PPIs may not effectively relieve Throat symptoms of GERD: BMJ Study
Gastroesophageal reflux disease (GERD) affects up to 20% of the Western population. An association between GERD and throat and voice symptoms is widely cited. Over a decade ago, more than half of British otolaryngologists prescribed proton pump inhibitors (PPIs) for throat symptoms. However, in a recent study, researchers have found no benefit from PPI treatment in patients with persistent throat symptoms. The study findings were published in the BMJ on January 07, 2021.
Persistent throat symptoms are a common presentation in primary and secondary care and principally comprise hoarseness; the sensation of a lump in the throat (globus); repeated throat clearing; mucus in the throat, or "catarrh"; cough; and throat discomfort. GERD and related symptoms have been described using a variety of terms, including extraesophageal reflux, laryngopharyngeal reflux, and reflux laryngitis. The concept of a link between GERD and throat and voice symptoms has become more popular, with open access to primary care guidelines advocating PPI treatment. The few randomised controlled trials that have compared PPIs with placebo are heterogeneous and generally underpowered. Increasing use of PPIs, at a cost to the National Health Service, has become the default treatment for persistent throat symptoms in primary and secondary care without robust evidence. Therefore, researchers of the UK conducted a study to investigate the role of PPIs as a pragmatic preferred treatment for throat symptoms in primary and secondary care.

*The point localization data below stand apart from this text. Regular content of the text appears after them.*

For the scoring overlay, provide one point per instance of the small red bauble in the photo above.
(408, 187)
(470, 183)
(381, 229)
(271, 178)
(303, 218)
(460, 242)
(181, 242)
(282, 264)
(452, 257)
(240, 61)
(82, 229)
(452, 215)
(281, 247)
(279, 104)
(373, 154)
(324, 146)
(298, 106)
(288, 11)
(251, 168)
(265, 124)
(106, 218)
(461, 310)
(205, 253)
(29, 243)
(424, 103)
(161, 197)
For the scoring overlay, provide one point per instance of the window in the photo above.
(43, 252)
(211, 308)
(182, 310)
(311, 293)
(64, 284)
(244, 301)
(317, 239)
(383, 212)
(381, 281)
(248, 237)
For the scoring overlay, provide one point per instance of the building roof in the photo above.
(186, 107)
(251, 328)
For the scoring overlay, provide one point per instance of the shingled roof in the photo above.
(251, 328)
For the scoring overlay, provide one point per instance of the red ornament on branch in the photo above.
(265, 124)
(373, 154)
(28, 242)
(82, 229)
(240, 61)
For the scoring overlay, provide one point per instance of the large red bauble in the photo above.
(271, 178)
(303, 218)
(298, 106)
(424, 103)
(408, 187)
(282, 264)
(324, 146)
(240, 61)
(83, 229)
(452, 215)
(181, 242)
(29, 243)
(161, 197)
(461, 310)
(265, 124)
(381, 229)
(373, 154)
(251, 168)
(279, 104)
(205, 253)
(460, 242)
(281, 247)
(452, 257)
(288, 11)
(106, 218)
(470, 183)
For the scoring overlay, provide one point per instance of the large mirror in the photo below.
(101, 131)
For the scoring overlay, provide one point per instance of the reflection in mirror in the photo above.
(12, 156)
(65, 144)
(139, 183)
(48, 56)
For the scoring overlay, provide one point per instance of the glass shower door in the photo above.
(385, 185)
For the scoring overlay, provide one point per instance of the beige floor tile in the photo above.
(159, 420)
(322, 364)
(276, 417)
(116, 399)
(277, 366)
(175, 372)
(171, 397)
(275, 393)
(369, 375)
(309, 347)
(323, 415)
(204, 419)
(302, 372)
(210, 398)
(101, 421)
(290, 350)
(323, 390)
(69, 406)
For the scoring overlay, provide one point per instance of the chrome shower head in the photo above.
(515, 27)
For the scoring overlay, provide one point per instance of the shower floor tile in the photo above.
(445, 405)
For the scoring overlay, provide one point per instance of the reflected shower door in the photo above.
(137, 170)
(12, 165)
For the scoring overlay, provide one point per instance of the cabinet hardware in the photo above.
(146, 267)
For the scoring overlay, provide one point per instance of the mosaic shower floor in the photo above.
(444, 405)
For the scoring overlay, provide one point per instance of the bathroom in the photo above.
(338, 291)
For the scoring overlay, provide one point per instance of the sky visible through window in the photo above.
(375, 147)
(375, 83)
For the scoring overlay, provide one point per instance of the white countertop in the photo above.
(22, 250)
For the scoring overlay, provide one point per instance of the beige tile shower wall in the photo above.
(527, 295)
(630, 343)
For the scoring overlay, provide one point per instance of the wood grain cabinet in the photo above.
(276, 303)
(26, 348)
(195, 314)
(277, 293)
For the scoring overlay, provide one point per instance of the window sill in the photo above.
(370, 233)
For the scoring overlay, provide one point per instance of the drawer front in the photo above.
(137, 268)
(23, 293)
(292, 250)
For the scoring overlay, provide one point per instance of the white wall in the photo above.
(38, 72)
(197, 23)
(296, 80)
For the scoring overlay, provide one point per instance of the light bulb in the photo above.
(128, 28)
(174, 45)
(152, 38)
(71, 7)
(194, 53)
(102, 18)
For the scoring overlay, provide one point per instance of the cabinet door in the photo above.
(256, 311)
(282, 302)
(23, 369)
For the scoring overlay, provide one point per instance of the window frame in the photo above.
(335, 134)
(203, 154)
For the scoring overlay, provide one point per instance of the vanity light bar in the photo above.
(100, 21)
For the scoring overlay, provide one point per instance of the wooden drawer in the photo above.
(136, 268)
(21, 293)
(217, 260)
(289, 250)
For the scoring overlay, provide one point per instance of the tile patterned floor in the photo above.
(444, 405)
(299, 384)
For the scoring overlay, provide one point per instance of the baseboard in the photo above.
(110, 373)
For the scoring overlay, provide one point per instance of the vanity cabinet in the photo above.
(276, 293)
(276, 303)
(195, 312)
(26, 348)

It was a Pragmatic, multicentre, randomized, double-blind, placebo-controlled trial conducted in eight hospitals in the UK. Researchers included 346 patients aged 18 years or older with persistent throat symptoms and randomized them to receive either 30 mg lansoprazole twice daily (n=172) or matched placebo (n=174) twice daily for 16 weeks. The major outcome assessed was the symptomatic response at 16 weeks measured using the total reflux symptom index (RSI) score. They also assessed symptom response at 12 months, quality of life, and throat appearances.

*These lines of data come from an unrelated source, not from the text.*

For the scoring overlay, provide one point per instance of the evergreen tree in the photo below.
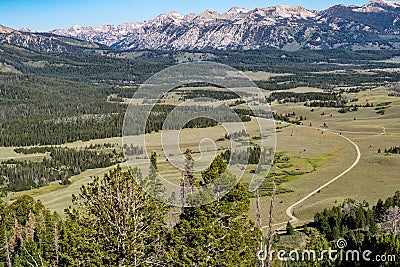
(114, 223)
(215, 234)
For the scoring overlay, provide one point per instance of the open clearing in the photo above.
(372, 178)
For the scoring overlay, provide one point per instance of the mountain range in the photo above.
(375, 25)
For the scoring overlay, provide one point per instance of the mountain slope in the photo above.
(375, 25)
(44, 42)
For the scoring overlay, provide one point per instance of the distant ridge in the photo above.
(376, 25)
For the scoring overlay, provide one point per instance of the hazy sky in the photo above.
(45, 15)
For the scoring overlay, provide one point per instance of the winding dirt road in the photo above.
(289, 210)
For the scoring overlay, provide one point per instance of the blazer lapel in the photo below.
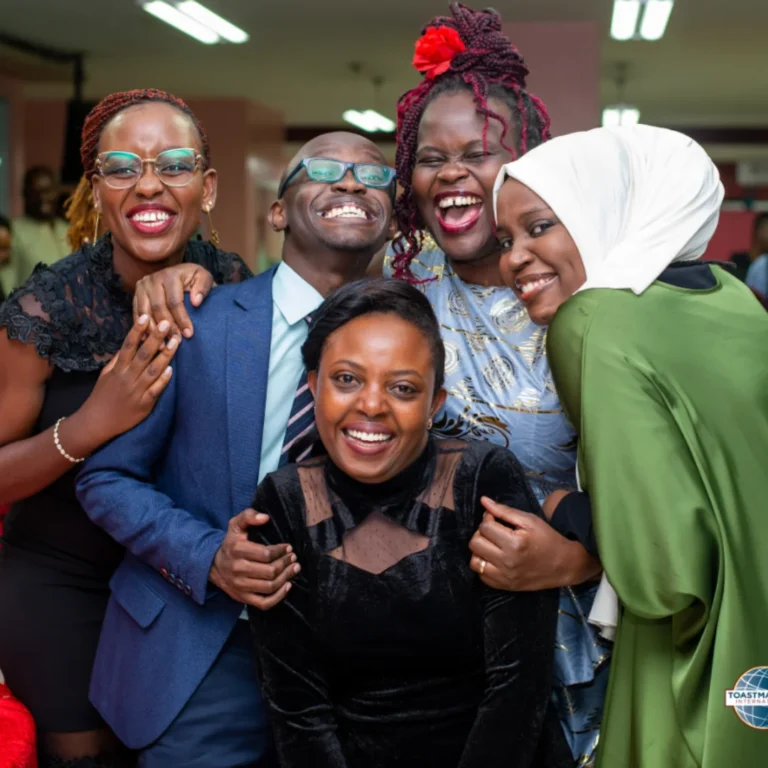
(249, 335)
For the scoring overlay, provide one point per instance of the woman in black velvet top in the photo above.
(388, 649)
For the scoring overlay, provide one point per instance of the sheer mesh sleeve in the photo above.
(292, 675)
(70, 322)
(519, 638)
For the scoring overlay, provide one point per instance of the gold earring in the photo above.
(214, 233)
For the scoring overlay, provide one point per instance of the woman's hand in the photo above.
(161, 296)
(529, 556)
(131, 382)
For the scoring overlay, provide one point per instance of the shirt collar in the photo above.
(293, 295)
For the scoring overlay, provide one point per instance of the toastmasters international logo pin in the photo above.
(749, 698)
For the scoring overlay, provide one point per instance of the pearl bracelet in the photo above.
(56, 440)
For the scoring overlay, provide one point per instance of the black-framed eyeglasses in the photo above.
(174, 167)
(330, 171)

Among 346 patients, researchers performed a primary analysis in 220 patients who completed the primary outcome measure within a window of 14-20 weeks. They observed similar RSI scores between treatment arms at baseline: lansoprazole 22.0 and placebo 21.7. By the end of 16 weeks, they observed Improvements (reduction in RSI score)in both groups: lansoprazole 17.4 and placebo 15.6 with an estimated difference of 1.9 points. However, they found no significant difference between the groups. They noted that Lansoprazole showed no benefits over placebo for any secondary outcome measure, including RSI scores at 12 months: lansoprazole 16.0 and placebo 13.6 with an estimated difference of 2.4 points.
The authors concluded, "No evidence was found of benefit from PPI treatment in patients with persistent throat symptoms. RSI scores were similar between the lansoprazole and placebo groups after 16 weeks of treatment and at the 12 month follow-up".